Ok Cool, well then I'll run and we need a few more players.


----------



## Someone (Aug 16, 2012)

If you need players I'm interested. I'm going to be bluntly sincere, though - I don't have a very good opinion of the current rules iteration, but want to try them before making my mind. This means actually testing the rules, so I'm not interested on a long flavorful story with lots of backgrounds or, in other words, a treatise on how you can make your game good despite the rules.


----------



## Moon_Goddess (Aug 16, 2012)

Someone said:


> If you need players I'm interested. I'm going to be bluntly sincere, though - I don't have a very good opinion of the current rules iteration, but want to try them before making my mind. This means actually testing the rules, so I'm not interested on a long flavorful story with lots of backgrounds or, in other words, a treatise on how you can make your game good despite the rules.




Well, I actually have a Neutral opinion of the rules that shifts from negative to positive.

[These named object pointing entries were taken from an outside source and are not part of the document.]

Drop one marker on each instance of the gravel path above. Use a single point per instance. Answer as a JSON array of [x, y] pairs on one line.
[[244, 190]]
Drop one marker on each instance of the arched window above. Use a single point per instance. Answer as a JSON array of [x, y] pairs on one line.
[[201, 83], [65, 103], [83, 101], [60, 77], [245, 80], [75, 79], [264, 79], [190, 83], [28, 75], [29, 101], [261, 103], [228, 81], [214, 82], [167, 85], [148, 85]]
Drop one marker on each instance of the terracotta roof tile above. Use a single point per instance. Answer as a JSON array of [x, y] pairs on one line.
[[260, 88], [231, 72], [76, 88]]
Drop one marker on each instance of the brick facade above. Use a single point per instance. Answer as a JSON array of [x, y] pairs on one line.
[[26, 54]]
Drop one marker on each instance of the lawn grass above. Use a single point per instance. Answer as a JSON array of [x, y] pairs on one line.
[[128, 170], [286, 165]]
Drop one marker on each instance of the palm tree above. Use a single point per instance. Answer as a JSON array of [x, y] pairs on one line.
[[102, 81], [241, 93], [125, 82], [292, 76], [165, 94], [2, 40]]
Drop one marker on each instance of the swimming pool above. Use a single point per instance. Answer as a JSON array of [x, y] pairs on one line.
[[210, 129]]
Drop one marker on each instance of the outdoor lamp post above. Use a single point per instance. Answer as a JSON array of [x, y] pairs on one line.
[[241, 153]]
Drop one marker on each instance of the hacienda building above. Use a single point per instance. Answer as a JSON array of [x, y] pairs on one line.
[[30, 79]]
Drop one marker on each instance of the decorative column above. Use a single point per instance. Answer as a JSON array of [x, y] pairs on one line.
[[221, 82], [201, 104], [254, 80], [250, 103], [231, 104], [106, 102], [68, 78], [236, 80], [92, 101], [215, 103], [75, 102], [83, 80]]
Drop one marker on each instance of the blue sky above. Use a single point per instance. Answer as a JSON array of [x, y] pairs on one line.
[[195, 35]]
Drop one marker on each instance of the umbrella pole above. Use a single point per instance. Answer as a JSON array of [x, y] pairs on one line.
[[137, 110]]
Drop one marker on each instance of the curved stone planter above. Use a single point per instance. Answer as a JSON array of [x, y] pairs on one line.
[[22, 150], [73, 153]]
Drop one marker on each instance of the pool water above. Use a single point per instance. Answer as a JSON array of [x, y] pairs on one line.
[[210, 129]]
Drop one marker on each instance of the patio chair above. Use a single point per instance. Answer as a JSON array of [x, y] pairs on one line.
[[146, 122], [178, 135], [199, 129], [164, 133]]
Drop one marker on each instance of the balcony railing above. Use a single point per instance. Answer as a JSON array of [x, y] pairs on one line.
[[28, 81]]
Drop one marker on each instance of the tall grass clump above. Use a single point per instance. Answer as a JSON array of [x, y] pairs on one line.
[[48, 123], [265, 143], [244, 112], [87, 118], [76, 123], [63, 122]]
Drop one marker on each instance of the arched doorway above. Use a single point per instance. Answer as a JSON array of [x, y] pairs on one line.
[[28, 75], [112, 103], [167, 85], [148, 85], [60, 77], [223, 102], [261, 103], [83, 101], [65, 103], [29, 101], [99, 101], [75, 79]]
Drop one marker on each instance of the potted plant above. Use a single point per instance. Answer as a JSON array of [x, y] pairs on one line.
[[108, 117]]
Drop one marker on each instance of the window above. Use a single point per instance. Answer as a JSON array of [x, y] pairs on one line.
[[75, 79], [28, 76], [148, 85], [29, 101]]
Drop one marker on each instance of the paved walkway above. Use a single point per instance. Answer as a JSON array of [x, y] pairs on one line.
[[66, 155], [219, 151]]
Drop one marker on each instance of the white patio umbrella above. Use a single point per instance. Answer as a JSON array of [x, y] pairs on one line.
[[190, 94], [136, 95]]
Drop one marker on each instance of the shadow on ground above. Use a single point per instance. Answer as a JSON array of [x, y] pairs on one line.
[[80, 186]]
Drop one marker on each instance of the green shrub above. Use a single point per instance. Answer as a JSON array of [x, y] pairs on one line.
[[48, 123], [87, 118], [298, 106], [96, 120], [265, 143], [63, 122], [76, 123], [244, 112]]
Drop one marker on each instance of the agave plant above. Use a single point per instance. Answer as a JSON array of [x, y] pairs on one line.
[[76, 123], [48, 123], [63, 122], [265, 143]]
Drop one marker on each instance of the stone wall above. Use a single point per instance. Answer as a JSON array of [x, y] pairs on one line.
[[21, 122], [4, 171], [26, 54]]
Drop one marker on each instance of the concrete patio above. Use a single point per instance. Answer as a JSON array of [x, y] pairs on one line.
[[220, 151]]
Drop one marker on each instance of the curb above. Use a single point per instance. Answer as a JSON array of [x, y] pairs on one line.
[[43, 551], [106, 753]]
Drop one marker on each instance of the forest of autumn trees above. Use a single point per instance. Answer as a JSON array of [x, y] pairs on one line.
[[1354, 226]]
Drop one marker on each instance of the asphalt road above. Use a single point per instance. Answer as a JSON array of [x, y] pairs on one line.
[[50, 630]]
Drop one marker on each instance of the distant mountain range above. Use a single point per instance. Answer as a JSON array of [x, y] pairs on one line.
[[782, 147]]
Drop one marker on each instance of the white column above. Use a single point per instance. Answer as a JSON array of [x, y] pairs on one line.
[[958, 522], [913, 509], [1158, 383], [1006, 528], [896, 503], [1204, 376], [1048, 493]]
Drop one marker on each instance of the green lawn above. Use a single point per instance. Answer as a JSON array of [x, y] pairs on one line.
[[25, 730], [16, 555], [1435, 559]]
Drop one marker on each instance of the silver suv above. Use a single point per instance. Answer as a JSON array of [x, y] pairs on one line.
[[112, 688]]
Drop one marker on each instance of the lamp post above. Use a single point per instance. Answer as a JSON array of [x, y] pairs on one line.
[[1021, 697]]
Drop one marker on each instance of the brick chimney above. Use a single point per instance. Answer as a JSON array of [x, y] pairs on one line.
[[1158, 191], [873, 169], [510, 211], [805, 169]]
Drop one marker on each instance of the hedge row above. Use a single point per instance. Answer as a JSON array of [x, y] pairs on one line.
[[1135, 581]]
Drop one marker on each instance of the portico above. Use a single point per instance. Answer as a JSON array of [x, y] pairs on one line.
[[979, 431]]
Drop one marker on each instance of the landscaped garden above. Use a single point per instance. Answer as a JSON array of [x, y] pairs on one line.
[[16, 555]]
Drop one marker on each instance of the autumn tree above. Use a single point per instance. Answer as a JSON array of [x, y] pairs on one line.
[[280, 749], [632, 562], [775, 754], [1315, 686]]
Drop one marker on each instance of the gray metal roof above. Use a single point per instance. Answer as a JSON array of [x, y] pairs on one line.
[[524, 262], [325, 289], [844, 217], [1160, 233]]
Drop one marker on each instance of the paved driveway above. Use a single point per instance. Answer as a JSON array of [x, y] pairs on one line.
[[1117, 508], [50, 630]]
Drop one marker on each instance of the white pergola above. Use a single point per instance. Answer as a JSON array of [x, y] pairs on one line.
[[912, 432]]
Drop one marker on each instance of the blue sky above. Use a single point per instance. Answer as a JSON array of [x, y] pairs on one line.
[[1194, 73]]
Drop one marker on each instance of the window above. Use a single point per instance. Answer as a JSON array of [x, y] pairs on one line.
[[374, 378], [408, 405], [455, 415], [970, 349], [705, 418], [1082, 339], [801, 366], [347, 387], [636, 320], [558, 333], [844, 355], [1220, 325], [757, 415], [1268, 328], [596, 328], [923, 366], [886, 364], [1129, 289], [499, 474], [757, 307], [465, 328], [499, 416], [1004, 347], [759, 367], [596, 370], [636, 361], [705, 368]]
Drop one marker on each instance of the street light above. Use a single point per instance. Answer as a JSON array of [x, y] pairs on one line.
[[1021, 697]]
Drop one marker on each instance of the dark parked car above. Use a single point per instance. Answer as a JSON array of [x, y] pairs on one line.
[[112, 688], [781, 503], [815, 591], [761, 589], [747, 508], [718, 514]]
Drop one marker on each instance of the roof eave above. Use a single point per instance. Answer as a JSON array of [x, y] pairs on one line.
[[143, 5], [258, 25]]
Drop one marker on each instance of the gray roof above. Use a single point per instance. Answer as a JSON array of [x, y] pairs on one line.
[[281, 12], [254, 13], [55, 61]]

To find where I really stand I've gotta use the rules.   But to me that means in an actual game not just combat encounters, I consider the rp stuff as part of the game and must be experienced as well.    I'm weird.

That means I'll have some story.    Nothing really in depth,  and probably pretty cliche.  

If you are up for that.   Welcome aboard.     I'm actually surprise more people arn't wanting to play, I wonder if that's a bad sign for the system.


----------



## Someone (Aug 16, 2012)

DarwinofMind said:


> To find where I really stand I've gotta use the rules.   But to me that means in an actual game not just combat encounters, I consider the rp stuff as part of the game and must be experienced as well.    I'm weird.




That's probably close to what I meant - I want to know how it behaves in a standard game. Cliched is good. I'm not interested on the other hand, in an excercise of let's make this game good regardless of the rules; that would be pointless for a playtesting.


----------



## renau1g (Aug 16, 2012)

DarwinofMind said:


> I'm actually surprise more people arn't wanting to play, I wonder if that's a bad sign for the system.




I've noticed that the PbP boards in general have slowed down a lot, not sure if it's the summer vacations, or what. 

Personally, I am on the fence based on reading it. I like some things, but IMO, 4e is awesome at tactical combat (which I love). I hope the tactical modules are enjoyable. I'd love to see 4e, but with less/no immediate-type actions, and lower hp's in general, something to make combat far quicker and more deadly.


----------



## Kaodi (Aug 16, 2012)

I might be interested. Though they have not given us the rules for true multi-classing yet, backgrounds and specialties certainly still allow you to mix up the flavour. Like a Fighter/Sage/Acolyte.


----------



## Moon_Goddess (Aug 16, 2012)

Ok so your playing a Fighter Sage Acolyte?


----------



## Kaodi (Aug 17, 2012)

Or maybe a Fighter/Priest/Magic-User. Or, wait for dice rolling... Edit: A... Rogue/Soldier/Acolyte?


----------



## Moon_Goddess (Aug 17, 2012)

Rouge Soldier Acolyte would be very interesting.

But I'd say don't decide yet, we're getting two more casters on Saturday.


----------



## Shayuri (Aug 17, 2012)

I'm interested in trying 5e, if you're still recruiting.


----------



## Moon_Goddess (Aug 17, 2012)

Yes, still recruiting.

You make 4... I'd like to get one more.   But we can make do with 4 if need be.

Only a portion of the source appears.